The Civil War in Russia (1918–1922) was one of the most dramatic and bloody events in the history of the country, and led to the large-scale emigration of those who did not want to accept the Bolsheviks’ power. It is an especially relevant focus today, when society is once again polarised on many levels due to the Russian invasion of Ukraine. What lessons can we learn by peering into the newsreel of events from a century ago?
Pushkin House, in partnership with Bertha DocHouse, presents the British premiere of Dziga Vertov’s The History of the Civil War (1921). The second film by the father of Soviet documentary filmmaking, it was considered lost but was later rediscovered and reconstructed by film historian Nikolai Izvolov in 2021. It covers the key events and figures of the Russian Civil War, among them Leon Trotsky. Unsurprisingly, the film immediately disappeared after its first screening, becoming a vivid example of Soviet censorship. Today we have an amazing opportunity to see one of Vertov’s early works, preceding his avant-garde masterpieces such as Man with a Movie Camera (1929).

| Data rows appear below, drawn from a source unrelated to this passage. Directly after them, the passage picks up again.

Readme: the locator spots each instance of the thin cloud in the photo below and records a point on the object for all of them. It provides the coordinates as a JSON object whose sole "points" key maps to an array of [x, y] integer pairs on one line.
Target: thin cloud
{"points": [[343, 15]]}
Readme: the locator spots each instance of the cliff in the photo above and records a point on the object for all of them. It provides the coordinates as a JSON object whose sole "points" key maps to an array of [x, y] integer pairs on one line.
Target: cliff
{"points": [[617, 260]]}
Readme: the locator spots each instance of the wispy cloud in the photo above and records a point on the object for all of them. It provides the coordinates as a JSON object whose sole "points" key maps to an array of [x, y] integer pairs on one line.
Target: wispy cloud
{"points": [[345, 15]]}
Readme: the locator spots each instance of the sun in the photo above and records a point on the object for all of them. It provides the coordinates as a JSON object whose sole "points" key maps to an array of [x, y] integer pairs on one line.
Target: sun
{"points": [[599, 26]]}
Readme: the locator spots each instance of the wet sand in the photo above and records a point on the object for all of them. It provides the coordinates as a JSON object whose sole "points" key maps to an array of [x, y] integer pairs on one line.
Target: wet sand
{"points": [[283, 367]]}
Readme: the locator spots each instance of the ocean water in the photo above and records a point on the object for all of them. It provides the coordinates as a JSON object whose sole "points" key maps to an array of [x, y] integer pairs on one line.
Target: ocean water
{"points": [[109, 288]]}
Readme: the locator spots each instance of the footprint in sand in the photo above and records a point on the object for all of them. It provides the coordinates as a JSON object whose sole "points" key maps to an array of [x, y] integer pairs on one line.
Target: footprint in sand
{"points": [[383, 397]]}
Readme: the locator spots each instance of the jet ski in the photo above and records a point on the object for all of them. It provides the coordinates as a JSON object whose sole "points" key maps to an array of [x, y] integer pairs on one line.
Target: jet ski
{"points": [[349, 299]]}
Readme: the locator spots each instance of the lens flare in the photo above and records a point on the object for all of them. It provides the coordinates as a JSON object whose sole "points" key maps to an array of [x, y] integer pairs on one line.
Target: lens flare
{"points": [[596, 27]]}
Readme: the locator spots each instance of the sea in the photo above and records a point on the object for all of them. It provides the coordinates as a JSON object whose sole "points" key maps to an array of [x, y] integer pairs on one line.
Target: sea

Even more importantly, we have before us a unique historical artefact; an impressive record of the events of one of the most difficult and tragic times in the history of Russian society.
The History of the Civil War, Dziga Vertov, Russia. 1921. 94 min.
The UK premiere screening on Sunday 31st July will be followed by a Q&A with film historian Nikolai Izvolov (via Zoom) hosted by filmmaker and critic Alex Barrett.